Die Kanalarbeiter-Fraktion des DJV

Gelegentlich frage ich mich, in welchem Verband ich da eigentlich Mitglied bin. Und warum.  Der Deutsche Journalistenverband jedenfalls bringt es quartalsweise fertig, mich so zu erstaunen, dass ich mir immer kurz vor der Abbuchung der nächsten Quartalsbeiträge überlege, ob ich mir das wirklich noch länger antun will. Beim aktuellen Verbandstag des DJV in Kassel jedenfalls hat der Bundesvorsitzende Michael Konken der eigenartigen Mischung aus Platitüden und Unsinn, die er gerne mal verwendet, eine noch abenteuerlichere Mischung aus Platitüden und Unsinn hinzugefügt. Wobei diesmal leider das Schwergewicht auf dem Unsinn lag.

Den deutschen Tageszeitungen geht es nicht mehr so richtig gut. Wie man das im Einzelnen bewertet, ist natürlich Geschmacksfrage. Sicher aber ist, dass wir in den letzten Monaten eine ganze Reihe unerfreulicher Nachrichten gelesen haben und es nicht absehbar ist, wann diese Reihe endlich abreißt. Michael Konken ist deswegen auf die wunderbare Idee gekommen, man könne doch eine Art öffentlich-rechtliche Finanzierung für Print-Redaktionen in Erwägung ziehen. Das könnte man als amüsanten Unsinn abtun, wenn dahinter nicht ein anderes Problem läge. Sieht man mal von einer ganzen Reihe politischer, wirtschaftlicher und rechtlicher Probleme ab (sie alle hier aufzuzählen, würde sogar den Umfang eines Blogs eindeutig sprengen), zeigt eine solche Überlegung, wie wenig Konken und womöglich auch der Verband die Problematik des Medienwandels überhaupt durchdrungen haben.

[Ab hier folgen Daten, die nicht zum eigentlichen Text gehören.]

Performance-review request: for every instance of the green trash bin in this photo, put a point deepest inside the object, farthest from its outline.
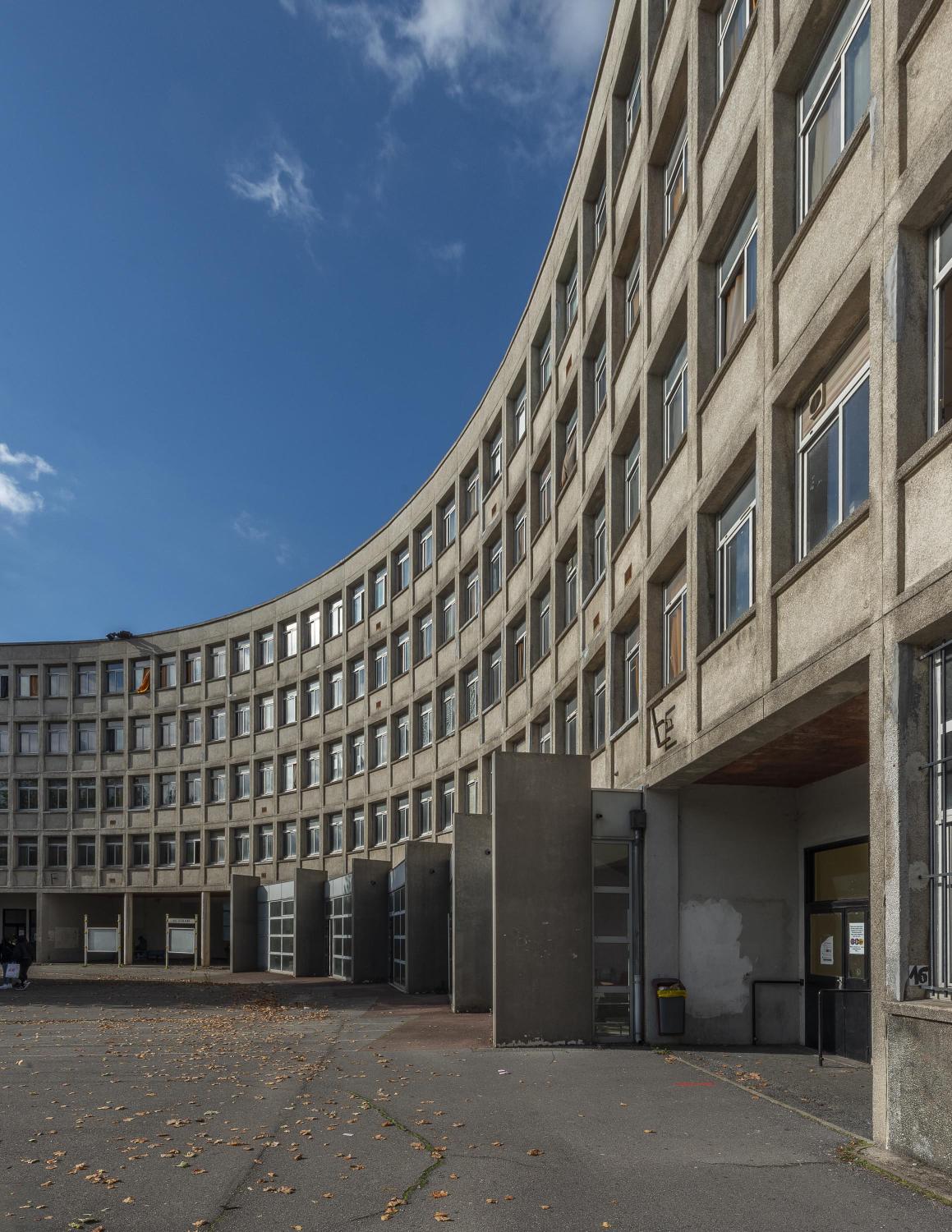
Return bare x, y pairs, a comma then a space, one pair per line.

Einen bestimmten Datenträger durch eine Zwangsabgabe retten zu wollen, das ist schon im Ansatz so grundfalsch, dass ich nicht wüsste, wo ich anfangen soll, mich argumentativ mit einer solchen Idee auseinander zusetzen. Zum anderen: Zeitungen an solche, wenn man sie ausschließlich als gedrucktes Werk sieht, werden nicht zu retten sein. Die Frage ist durchaus berechtigt: Muss man das überhaupt?  Welch absonderliches Verständnis steckt dahinter, wenn ein Vorsitzender eines Verbandes Zeitungen retten will, nur weil sie auf Papier erscheinen? Wohl gemerkt: Konken sprach ausdrücklich nicht von Journalismus, den er in irgendeiner Weise zu retten gedenke. Er sprach von Zeitungen, von gedrucktem Papier.

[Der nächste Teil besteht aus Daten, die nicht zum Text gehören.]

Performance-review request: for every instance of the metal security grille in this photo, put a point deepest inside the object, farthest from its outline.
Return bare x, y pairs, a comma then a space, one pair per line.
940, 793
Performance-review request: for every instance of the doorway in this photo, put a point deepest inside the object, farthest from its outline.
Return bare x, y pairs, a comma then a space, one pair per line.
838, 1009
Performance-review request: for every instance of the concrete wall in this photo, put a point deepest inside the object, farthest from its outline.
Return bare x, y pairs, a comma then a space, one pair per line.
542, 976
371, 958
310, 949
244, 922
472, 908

Dabei ist die Sache doch eigentlich ganz einfach. In Deutschland ist nach wie vor nahezu jeder Verlag in einer solchen wirtschaftlichen Lage, dass er jetzt noch gegensteuern könnte. Selbst wenn es das gedruckte Papier einmal nicht mehr geben sollte, es wird weiterhin Bedarf an Journalismus geben. Jeder Verlag ist in der Lage – theoretisch wenigstens – sich so aufzustellen, dass er für die Post-Papier-Zeit gewappnet ist. Tut er das nicht, dann gibt es dafür nur eine Bezeichnung: wirtschaftliche Fehlentscheidung. Warum man eine solche mögliche Fehlentscheidung dann auch noch mit öffentlichen Geldern abfedern soll, das weiß wohl nur Konken alleine. Zumal es eine mediale Grundversorgung in Deutschland ohnehin gibt. Man nennt sie auch öffentlich rechtlichen Rundfunk. Und was würde Herr Konken eigentlich vorschlagen, würde, sagen wir, Spiegel Online, in eine wirtschaftliche Schieflage kommen? Wäre das auch noch Grundversorgung? Ich dachte bisher ja, eine Commerzbank, die man mit 18 Milliarden Steuergeldern retten musste, sei schon genug.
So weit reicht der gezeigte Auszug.